In what's sure to be among the most brazen cyberattacks in history, the hacker group LulzSec took down the website of the Central Intelligence Agency Wednesday evening (June 15).
"Tango down - cia.gov - for the lulz," tweeted the @lulzsec account at 5:48 p.m. Eastern time.
The security experts who follow LulzSec quickly retweeted that sure enough, the CIA website was down. It came back up between 8 and 9 p.m. Eastern time.
For the past six weeks, LulzSec, or Lulz Security ("lulz" is a common Internet term for "laughs" or "yuks") have been the Internet's merry pranksters, gleefully breaking into large websites and detailing their exploits with witty quips on their Twitter feed and their equally entertaining website.
In the past three days, LulzSec has infiltrated the U.S. Senate website , taken down several online games and taunted the regulars of 4chan, the uncensored online discussion board that spawned Anonymous.
Some security experts have grudgingly admitted to admiring LulzSec, since they expose security weaknesses without doing any real harm.
But taking on the CIA puts LulzSec in a very different game.
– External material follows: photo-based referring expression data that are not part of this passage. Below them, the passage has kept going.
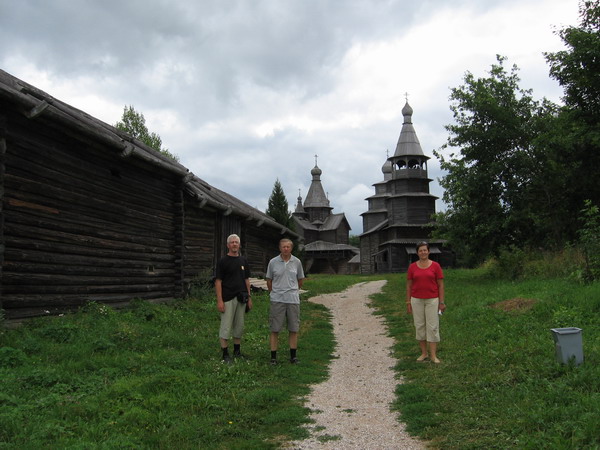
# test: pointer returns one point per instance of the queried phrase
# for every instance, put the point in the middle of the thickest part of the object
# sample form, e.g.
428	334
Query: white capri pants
426	318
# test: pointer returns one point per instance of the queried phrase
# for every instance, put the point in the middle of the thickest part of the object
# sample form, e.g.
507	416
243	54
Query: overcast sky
247	92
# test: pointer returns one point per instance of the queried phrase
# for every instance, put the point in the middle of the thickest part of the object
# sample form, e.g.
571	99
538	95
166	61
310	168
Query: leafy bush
589	239
509	264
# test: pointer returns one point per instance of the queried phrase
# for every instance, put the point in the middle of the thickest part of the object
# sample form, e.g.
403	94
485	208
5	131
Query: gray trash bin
569	344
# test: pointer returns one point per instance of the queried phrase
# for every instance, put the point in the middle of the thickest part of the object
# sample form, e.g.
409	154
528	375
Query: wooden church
400	213
326	235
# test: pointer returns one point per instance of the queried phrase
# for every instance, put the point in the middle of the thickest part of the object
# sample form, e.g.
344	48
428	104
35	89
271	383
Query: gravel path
352	408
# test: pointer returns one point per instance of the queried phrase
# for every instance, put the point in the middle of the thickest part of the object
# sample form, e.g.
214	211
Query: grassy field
499	385
151	376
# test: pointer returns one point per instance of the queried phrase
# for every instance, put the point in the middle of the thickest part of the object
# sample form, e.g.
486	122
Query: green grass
499	385
151	376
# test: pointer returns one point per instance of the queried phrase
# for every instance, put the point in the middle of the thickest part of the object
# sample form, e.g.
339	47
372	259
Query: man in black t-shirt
231	283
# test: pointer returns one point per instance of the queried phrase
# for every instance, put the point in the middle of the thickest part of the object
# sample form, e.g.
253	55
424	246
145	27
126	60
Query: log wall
88	213
79	229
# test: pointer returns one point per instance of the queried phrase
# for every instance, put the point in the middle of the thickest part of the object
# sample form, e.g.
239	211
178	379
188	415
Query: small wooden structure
326	235
88	213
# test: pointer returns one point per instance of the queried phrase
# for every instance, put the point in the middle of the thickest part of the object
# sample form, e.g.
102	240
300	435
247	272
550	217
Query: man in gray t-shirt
284	281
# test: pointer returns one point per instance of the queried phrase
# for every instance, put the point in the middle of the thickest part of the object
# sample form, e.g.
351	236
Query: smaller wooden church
400	212
326	235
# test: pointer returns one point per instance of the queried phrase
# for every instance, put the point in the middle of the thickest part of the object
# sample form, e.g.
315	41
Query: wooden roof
37	104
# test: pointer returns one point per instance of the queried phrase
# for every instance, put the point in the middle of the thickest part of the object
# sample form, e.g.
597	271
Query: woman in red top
424	298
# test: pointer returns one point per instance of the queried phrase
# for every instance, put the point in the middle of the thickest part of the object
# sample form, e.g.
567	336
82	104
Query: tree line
520	172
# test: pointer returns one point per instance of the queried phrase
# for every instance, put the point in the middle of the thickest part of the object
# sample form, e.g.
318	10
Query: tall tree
492	164
134	123
278	207
577	70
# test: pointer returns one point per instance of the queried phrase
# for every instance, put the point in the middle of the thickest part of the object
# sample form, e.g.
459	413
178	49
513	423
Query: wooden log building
88	213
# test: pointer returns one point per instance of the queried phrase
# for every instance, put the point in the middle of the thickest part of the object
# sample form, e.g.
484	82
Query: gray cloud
247	92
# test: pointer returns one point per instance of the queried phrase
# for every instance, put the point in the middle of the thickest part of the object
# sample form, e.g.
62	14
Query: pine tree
278	207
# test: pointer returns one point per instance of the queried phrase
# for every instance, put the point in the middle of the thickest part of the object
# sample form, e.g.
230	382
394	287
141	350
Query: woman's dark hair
421	244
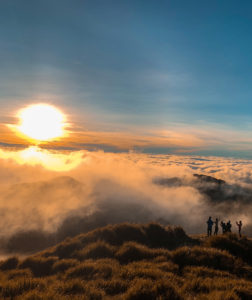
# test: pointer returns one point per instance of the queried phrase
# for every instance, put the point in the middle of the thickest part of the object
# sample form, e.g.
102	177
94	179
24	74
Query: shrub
113	287
67	248
63	265
95	250
131	251
13	274
90	270
16	287
199	256
144	289
230	242
40	266
9	264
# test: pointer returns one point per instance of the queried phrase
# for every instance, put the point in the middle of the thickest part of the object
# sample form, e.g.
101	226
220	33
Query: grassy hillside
130	262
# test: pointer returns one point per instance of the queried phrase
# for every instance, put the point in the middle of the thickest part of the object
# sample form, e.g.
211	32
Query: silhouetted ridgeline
128	261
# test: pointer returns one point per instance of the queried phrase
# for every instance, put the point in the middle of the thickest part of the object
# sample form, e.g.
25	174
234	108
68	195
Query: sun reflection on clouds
54	161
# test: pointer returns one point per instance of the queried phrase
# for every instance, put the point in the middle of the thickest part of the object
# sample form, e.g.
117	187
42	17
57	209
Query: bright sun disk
41	122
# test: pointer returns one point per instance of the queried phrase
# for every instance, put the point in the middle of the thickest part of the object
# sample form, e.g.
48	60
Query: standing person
239	224
229	225
216	228
223	226
209	226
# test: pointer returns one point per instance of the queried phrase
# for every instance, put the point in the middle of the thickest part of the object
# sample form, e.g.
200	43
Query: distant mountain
216	190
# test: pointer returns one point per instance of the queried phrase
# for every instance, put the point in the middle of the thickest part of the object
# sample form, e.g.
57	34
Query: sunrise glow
41	122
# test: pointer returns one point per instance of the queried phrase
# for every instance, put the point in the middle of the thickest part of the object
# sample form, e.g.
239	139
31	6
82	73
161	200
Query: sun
41	122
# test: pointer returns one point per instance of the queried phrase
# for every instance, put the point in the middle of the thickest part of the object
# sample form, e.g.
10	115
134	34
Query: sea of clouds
109	188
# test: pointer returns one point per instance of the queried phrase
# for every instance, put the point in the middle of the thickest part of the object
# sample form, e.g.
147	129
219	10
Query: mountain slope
128	261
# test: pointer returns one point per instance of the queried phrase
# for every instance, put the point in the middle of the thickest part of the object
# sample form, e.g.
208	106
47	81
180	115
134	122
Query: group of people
226	227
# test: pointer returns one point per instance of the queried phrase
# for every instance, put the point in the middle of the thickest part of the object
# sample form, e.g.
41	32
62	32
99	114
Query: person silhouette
224	227
216	228
239	224
209	226
229	225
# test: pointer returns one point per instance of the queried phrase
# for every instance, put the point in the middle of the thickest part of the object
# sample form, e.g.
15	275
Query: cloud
104	188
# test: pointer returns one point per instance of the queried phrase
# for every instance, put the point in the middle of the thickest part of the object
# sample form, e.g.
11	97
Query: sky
147	76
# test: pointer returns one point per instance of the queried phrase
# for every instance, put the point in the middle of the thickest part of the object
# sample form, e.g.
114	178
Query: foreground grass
133	262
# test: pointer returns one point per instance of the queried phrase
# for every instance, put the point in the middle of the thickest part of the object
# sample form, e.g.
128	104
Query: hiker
216	228
224	227
239	224
209	226
229	225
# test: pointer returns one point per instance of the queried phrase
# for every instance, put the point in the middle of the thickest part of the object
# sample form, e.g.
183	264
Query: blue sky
121	64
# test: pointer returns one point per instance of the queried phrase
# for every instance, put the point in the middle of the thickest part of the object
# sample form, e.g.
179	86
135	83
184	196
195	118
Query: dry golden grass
130	262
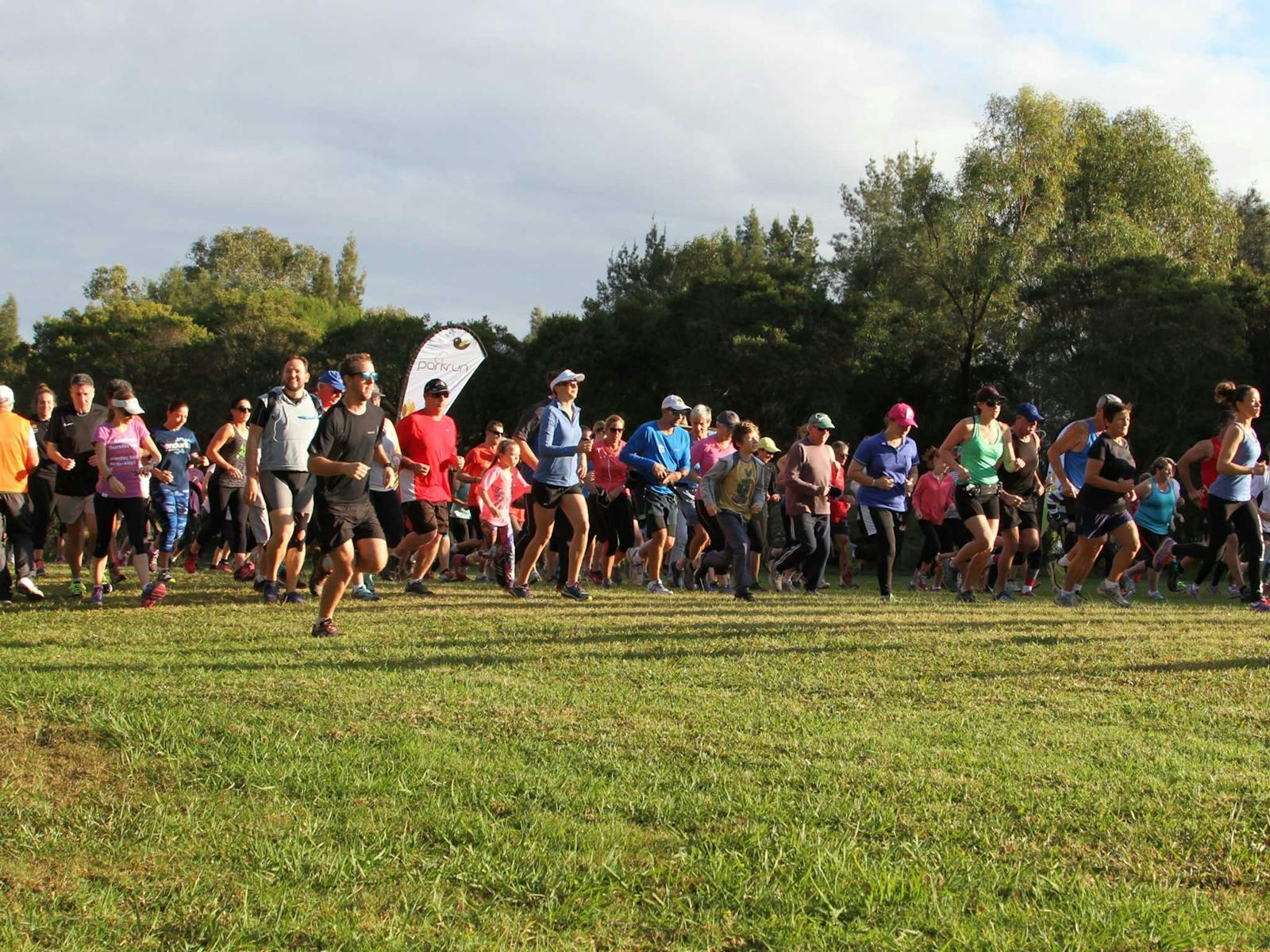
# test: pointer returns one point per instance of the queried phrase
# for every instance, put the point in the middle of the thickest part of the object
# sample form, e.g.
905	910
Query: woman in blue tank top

Attacking a powerful, secretive government agency can only bring the wrath of the U.S. government on them. When you challenge a law-enforcement branch of the U.S. government, it will almost certainly respond with overwhelming force.
How they did it and why
The CIA website almost certainly fell to a distributed denial-of-service (DDoS) attack, which simply bombards a Web server with millions or even billions of unreturnable requests to connect, drowning out legitimate traffic. DDoS attacks usually leave no damage once they're over, but can tie up lots of IT staffers in overtime.
What's impressive about this DDoS attack is that the CIA website would presumably be well guarded against such a pedestrian attack, and that LulzSec thought to be a few individuals could marshal enough firepower to take it down.
Anonymous, which can assemble hundreds or even thousands of individuals to participate in DDoS attacks, has had trouble knocking well-guarded sites offline.
The CIA takedown may have been the result of a taunt by a rival hacker. The Gawker blog reports that a new Twitter user calling himself Quadrapodacone got into a "flame war" with LulzSec Wednesday afternoon.
"DDoS is not hacking, stop calling yourselves hackers, you're giving real hackers a bad name," he called out to them. "Try hitting a hard target like a government agency or a fortune 500 company... chumps."
At 5:32 p.m., Quadrapodacone said to Lulzsec, "Here's a challange... fbi.gov or cia.gov try changing some text or something :P"
Within 15 minutes, the CIA website was offline.